Localization of corneodesmosin in the skin of healthy dogs. (A–C) Using immunohistochemistry, G36-19 mAb stains the upper interfollicular epidermis (Ep) of back skin (A), the upper epidermis of paw pad (B) and both the inner root sheath (IRS) and medulla (Me) of hair follicles (hf, C). (D–G) G36-19 was further used in immunoelectron microscopy. (D) The reactivity is localized in the extracellular part of corneodesmosomes (black arrowheads) in the lower cornified layer, and of desmosomes (white arrowheads) in transitional cells (TC) and granular keratinocytes (G). The first two layers of corneocytes (C1 and C2) are shown. (E, F) Enlargements of desmosomes in transitional and granular cells. (G) lamellar bodies (LB) of granular cells are also labeled.
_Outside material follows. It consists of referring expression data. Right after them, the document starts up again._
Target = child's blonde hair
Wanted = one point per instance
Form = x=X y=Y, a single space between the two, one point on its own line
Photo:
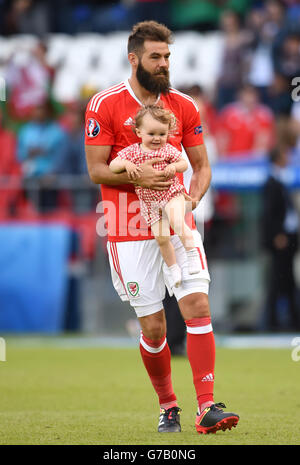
x=159 y=113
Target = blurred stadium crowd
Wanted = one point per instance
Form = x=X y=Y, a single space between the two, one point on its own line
x=238 y=59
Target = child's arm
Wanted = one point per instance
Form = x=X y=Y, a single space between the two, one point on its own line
x=177 y=167
x=118 y=165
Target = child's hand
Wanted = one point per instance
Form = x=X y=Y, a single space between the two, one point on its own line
x=170 y=171
x=191 y=203
x=133 y=171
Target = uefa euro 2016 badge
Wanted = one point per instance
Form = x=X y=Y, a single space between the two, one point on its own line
x=198 y=129
x=133 y=288
x=92 y=127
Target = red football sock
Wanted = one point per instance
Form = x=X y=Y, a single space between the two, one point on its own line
x=201 y=355
x=156 y=356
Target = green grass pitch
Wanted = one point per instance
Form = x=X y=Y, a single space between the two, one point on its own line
x=53 y=395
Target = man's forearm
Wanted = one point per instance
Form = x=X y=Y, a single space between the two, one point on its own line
x=101 y=174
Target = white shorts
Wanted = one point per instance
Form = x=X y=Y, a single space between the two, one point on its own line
x=140 y=275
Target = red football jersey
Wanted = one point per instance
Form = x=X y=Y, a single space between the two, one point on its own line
x=109 y=118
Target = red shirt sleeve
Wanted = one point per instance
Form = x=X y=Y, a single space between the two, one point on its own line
x=99 y=126
x=192 y=128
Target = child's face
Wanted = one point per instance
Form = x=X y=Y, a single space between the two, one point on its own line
x=153 y=133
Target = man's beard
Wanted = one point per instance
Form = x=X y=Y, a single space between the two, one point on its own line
x=155 y=84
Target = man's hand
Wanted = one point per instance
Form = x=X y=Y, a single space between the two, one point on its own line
x=151 y=178
x=170 y=171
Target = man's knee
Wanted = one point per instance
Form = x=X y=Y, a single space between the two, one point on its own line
x=194 y=305
x=162 y=240
x=154 y=326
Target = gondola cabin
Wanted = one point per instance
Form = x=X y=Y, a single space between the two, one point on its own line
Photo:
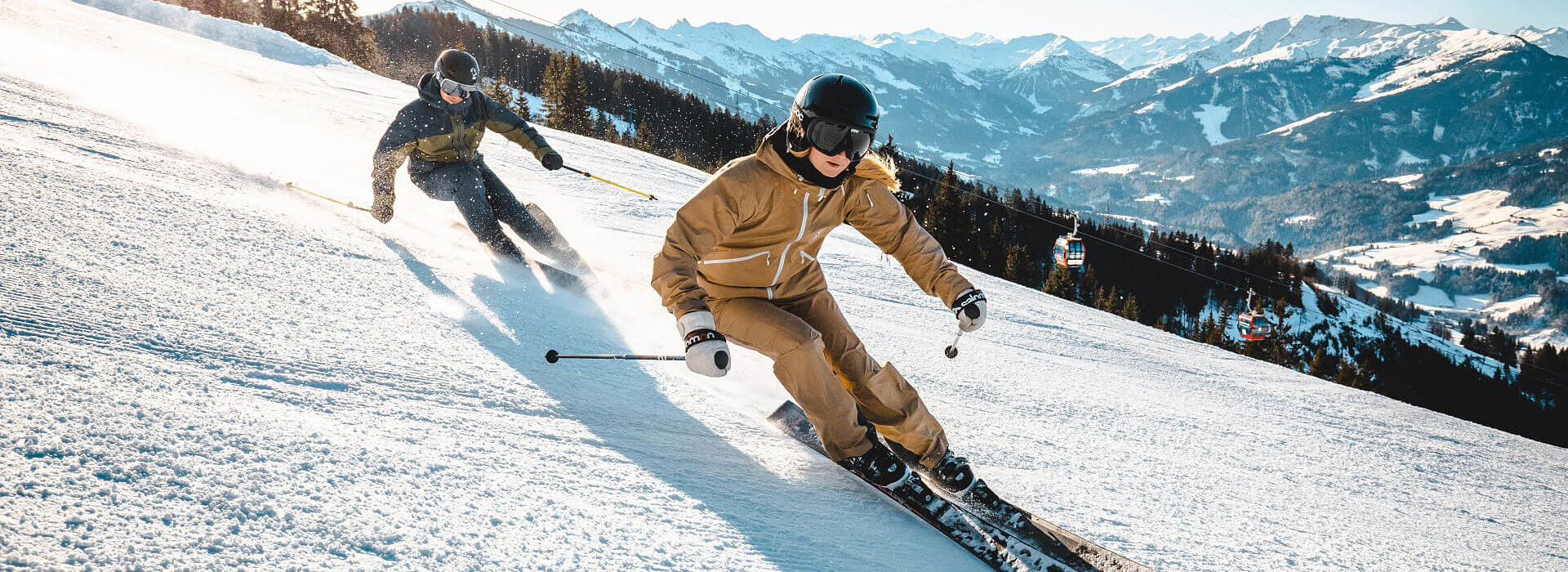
x=1254 y=326
x=1068 y=251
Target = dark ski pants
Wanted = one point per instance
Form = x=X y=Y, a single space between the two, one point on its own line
x=487 y=203
x=826 y=370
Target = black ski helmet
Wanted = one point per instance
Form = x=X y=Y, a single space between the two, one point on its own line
x=458 y=66
x=836 y=97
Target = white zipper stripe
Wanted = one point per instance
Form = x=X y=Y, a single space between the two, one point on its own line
x=804 y=217
x=741 y=259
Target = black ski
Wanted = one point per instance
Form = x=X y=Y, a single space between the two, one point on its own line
x=993 y=546
x=1054 y=541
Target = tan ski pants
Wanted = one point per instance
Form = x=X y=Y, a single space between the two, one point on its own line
x=826 y=370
Scale bar = 30 µm (A–C), 0.3 µm (D–G).

Figure 5.

Characterization of reconstructed canine epidermis. (A) Sections of fixed samples of normal dog skin and reconstructed canine epidermis were stained with Hematoxylin and eosin (H/E) and antibodies directed to keratin K14, K10, FLG, and CDSN, as indicated. The dermo-epidermal junction and the polycarbonate membrane/epidermal junction are indicated by a dotted line. Scale bars = 25 µm. In some cases nuclei are labeled with 4′,6′-diamidino-2-phénylindole (Sigma-Aldrich) (blue). (B) Total proteins were extracted from reconstructed canine epidermis, separated by SDS-PAGE, transferred to membranes and Ponceau Red-stained or immunodetected with AHF13 and G36-19 mAbs. The migration of molecular mass markers is indicated on the left in kDa. ProFLG (Pro) and FLGb monomers are indicated by arrows, as well as the entire CDSN and CDSN proteolytically derived fragments. Abbreviation: AHF, anti-human filaggrin; FLG, Filaggrin; CDSN, corneodesmosin; PAGE, polyacrylamide gel electrophoresis.